Talvez ele fosse o cara dos meus 21 anos, que a vida fez com que nos separássemos.
Nunca mais o menino apareceu pra mim, nem em sonhos, nem em viagens astrais.
Lembro que um dia eu falei: guri, desculpa, talvez a gente tenha de deixar pra
próxima encarnação.
Mas eu também não desisti dele, apesar de o
relógio biológico teimar em me dizer que talvez não dê mais tempo. Um dia
desses, um amigo disse: faz uma produção independente. O que é mais importante
pra ti: construir uma família ou ter o guri? Perguntou-me o amigo. Eu queria os
dois... E talvez tanto fizesse se ele fosse Pedro ou Pedrita, desde que eu
vivesse a experiência de vê-lo crescer em meu ventre.
Mas será que ele teria de vir assim? No
domingo, com as crianças do Nosso Lar, eu fiquei pensando nisso. O que é mais
importante: a criança ou a experiência da gravidez?

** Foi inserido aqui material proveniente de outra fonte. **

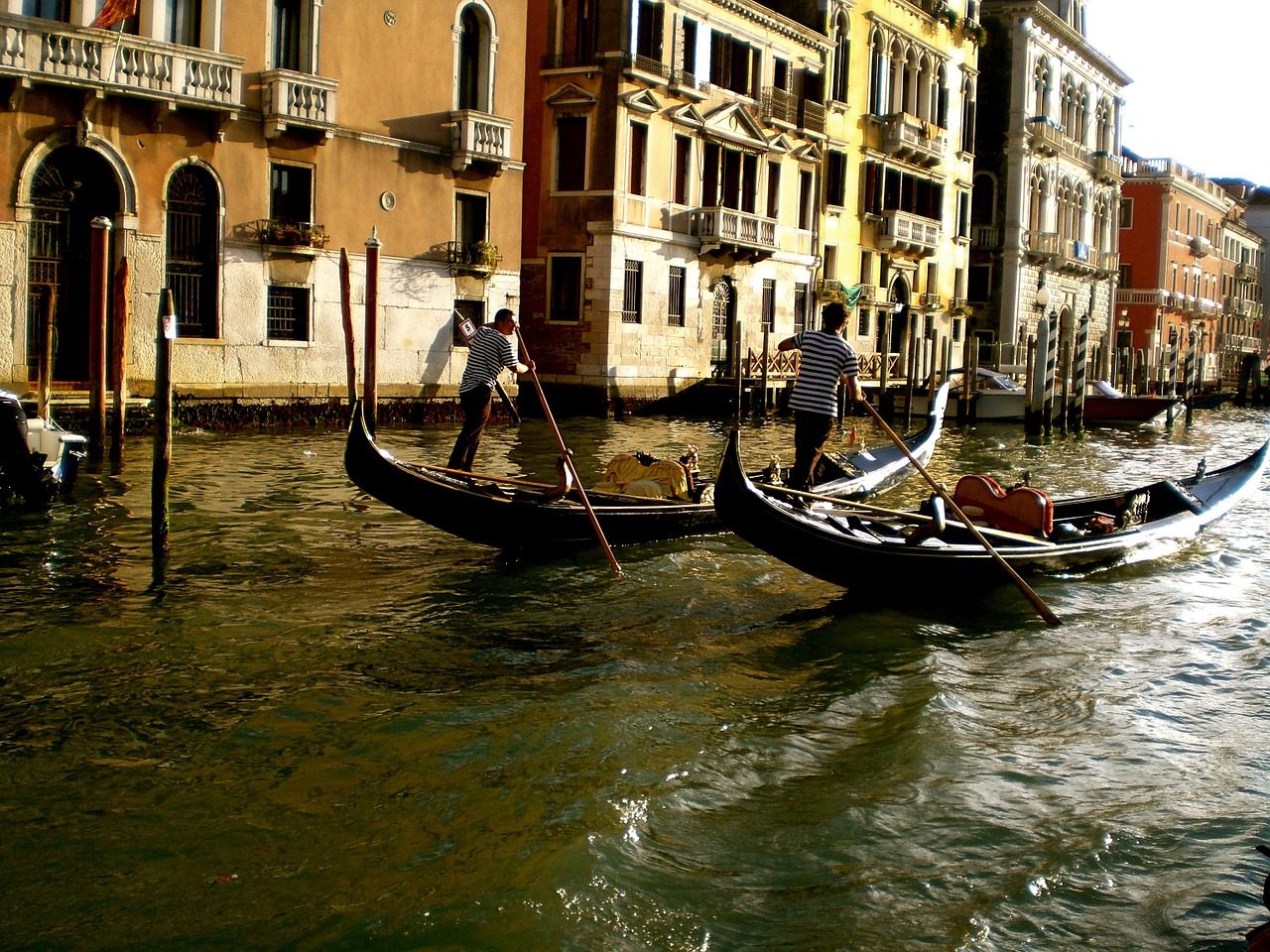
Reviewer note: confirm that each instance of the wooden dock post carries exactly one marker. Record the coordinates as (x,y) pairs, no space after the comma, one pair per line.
(159,517)
(119,354)
(370,386)
(99,296)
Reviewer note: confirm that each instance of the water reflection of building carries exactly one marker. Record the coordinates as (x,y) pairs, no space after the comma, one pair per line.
(234,149)
(674,154)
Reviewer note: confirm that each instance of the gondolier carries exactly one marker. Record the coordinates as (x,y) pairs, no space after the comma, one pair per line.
(826,359)
(492,350)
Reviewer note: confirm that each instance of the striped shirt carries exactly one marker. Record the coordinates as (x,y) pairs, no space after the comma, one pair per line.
(488,356)
(826,357)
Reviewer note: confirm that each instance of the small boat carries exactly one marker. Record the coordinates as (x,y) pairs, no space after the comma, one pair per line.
(512,515)
(1107,405)
(39,458)
(870,548)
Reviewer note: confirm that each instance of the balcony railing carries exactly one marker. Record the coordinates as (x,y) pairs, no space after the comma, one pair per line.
(726,226)
(780,105)
(920,141)
(1106,167)
(812,117)
(41,51)
(294,99)
(479,137)
(908,232)
(984,236)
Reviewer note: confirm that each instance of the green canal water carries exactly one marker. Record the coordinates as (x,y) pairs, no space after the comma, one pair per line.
(333,728)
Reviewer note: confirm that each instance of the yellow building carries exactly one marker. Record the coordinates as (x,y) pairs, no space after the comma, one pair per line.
(234,149)
(897,177)
(674,154)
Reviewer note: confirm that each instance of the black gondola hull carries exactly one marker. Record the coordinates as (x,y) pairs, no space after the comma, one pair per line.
(860,552)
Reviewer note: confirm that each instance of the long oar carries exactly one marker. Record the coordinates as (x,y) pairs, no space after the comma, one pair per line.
(851,506)
(1042,608)
(568,460)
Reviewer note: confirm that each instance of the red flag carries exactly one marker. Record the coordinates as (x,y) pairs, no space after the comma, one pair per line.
(114,12)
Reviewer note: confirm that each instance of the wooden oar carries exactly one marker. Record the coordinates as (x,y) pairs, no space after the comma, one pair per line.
(463,324)
(568,460)
(847,506)
(486,477)
(1042,608)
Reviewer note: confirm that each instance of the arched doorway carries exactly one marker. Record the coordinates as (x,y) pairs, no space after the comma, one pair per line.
(724,313)
(71,186)
(890,327)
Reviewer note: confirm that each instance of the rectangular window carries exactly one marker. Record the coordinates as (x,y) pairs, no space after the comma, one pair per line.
(638,159)
(806,209)
(468,315)
(48,9)
(1125,212)
(287,31)
(183,21)
(677,296)
(572,154)
(287,312)
(566,291)
(471,218)
(648,37)
(835,179)
(690,49)
(683,168)
(291,193)
(633,293)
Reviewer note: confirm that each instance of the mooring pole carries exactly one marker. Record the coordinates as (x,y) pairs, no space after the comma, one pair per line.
(119,354)
(159,520)
(370,386)
(99,294)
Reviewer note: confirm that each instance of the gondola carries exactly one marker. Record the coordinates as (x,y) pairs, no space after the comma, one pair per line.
(513,515)
(874,549)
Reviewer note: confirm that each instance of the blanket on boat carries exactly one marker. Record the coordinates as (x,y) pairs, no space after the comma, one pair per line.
(657,479)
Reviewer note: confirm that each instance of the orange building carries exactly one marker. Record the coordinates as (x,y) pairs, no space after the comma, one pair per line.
(1171,235)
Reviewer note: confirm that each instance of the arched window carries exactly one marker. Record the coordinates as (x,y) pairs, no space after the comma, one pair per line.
(1040,87)
(876,73)
(842,60)
(474,36)
(191,253)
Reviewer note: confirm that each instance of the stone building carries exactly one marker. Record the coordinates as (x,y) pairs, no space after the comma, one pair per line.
(1047,181)
(234,149)
(674,158)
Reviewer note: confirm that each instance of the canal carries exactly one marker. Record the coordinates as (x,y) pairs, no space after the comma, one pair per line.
(331,728)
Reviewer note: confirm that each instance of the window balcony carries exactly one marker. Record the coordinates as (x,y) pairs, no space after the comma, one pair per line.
(780,107)
(1106,168)
(728,227)
(908,234)
(298,100)
(111,63)
(912,139)
(479,137)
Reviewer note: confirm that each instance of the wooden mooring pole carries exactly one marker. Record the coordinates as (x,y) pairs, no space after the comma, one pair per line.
(159,518)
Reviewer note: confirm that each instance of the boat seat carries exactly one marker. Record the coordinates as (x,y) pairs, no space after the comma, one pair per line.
(1024,509)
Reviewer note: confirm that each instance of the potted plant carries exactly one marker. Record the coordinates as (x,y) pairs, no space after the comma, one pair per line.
(483,254)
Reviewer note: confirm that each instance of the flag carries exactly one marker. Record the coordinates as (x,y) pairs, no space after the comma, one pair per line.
(114,12)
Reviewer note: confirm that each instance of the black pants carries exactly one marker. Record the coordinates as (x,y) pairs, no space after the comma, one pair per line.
(811,431)
(475,404)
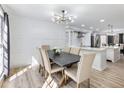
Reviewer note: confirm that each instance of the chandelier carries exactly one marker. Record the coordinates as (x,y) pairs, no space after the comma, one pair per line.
(110,28)
(63,18)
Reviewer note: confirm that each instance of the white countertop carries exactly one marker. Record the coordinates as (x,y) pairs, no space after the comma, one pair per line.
(93,49)
(112,47)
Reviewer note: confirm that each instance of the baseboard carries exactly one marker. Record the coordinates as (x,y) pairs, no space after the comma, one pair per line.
(1,82)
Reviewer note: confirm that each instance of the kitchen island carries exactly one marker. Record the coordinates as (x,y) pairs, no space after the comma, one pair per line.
(113,53)
(100,59)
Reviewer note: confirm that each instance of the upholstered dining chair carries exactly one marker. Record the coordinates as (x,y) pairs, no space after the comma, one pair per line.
(41,68)
(67,49)
(83,71)
(49,68)
(75,50)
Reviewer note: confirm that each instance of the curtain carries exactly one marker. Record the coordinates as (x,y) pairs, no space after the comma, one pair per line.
(1,43)
(4,44)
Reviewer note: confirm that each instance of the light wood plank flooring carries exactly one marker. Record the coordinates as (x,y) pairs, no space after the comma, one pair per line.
(29,77)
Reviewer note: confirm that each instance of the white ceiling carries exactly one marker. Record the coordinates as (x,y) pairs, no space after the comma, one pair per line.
(88,14)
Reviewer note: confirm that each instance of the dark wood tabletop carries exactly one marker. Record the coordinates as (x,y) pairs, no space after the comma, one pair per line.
(63,59)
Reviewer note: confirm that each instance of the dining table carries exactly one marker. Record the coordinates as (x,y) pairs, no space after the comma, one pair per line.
(63,59)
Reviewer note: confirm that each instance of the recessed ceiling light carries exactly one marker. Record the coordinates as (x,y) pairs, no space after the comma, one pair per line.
(97,29)
(102,20)
(83,25)
(91,27)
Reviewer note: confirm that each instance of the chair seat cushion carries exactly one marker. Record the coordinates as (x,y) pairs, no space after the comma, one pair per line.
(55,68)
(72,72)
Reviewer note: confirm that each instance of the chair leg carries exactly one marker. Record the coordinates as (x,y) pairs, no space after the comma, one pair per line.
(78,85)
(88,83)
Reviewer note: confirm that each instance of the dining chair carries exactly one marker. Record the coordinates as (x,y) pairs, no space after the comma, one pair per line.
(83,71)
(49,68)
(67,49)
(41,68)
(74,50)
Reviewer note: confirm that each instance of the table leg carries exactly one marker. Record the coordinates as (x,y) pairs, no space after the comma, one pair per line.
(61,83)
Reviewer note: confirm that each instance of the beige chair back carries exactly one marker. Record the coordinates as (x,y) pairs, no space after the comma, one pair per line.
(75,51)
(46,59)
(85,66)
(67,49)
(46,47)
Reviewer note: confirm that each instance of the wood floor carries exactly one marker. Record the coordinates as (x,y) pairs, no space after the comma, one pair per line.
(29,77)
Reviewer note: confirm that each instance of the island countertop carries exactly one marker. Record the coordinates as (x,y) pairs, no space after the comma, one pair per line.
(93,48)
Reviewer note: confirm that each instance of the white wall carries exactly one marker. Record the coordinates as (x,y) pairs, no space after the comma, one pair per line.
(87,39)
(27,34)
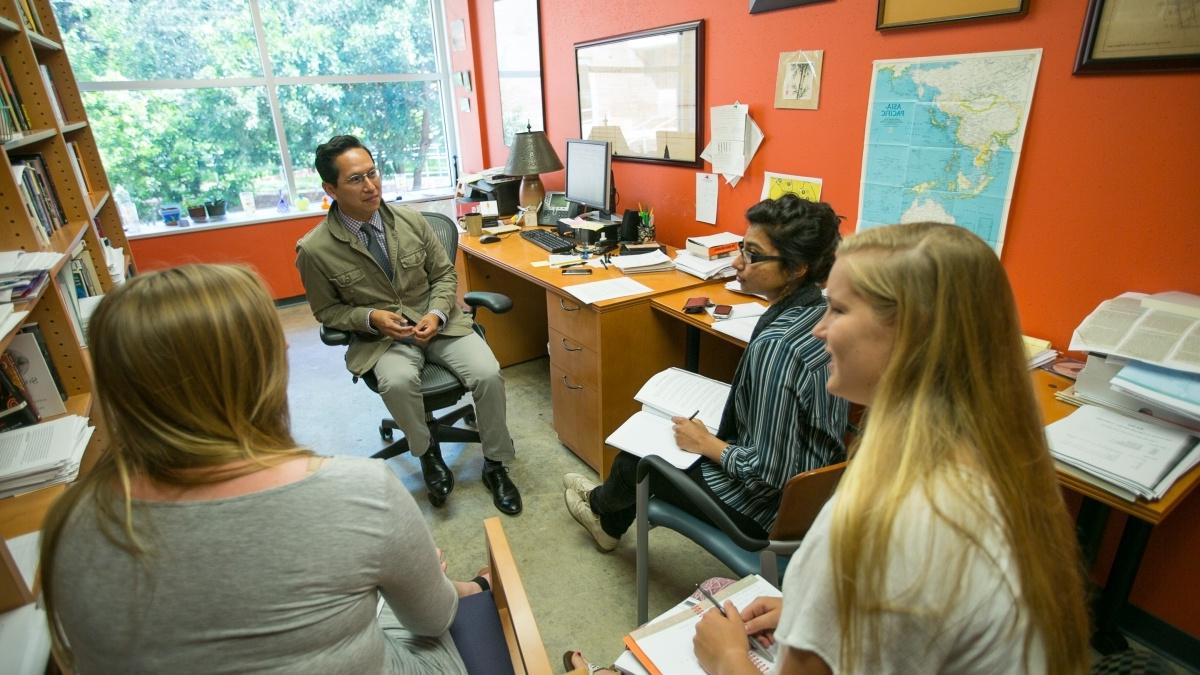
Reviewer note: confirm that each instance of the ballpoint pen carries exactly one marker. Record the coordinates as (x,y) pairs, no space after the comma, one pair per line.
(754,645)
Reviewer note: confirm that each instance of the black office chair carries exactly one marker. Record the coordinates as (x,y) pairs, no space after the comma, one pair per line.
(439,387)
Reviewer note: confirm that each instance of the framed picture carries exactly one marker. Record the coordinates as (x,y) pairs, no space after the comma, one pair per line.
(760,6)
(1134,35)
(900,13)
(645,93)
(798,82)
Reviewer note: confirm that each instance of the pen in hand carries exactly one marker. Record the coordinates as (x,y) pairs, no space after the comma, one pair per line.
(754,645)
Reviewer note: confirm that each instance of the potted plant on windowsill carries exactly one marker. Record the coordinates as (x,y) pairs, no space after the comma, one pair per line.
(196,209)
(215,204)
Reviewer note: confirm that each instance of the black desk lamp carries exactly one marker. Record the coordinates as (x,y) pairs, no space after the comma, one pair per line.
(531,155)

Uma amiga minha, separada há 10 anos, me
confidenciou, outro dia, que talvez devesse ter sido mãe e não foi. Quando
casada, disse, eles viviam de um modo tão independente e com uma vida tão cheia
de atribulações que ela nunca parou para pensar no fato. Hoje, com mais de 50
anos, ela se perguntou se fez a escolha certa. Contei isso ao meu amigo. E ele
disse que era algo a se pensar. Gostaria eu, daqui a 10 anos, de ter esse
arrependimento?
Não tenho ainda respostas a nenhuma de minhas
indagações. Outro dia – há alguns meses – me peguei pensando num futuro,
velhinha com meu velhinho e o Pedro grande, que me daria netos. Pensei naquelas
coisas de contos de fadas, de histórias infantis: felizes para sempre. Depois
de tantos encontros e reencontros, nos presentearíamos, daqui a alguns anos,
com o menino. E morreríamos velhos, juntos, com o guri crescido.
No tempo dos nossos pais era tudo mais fácil.
Como diria Renato Russo: o mundo anda tão complicado.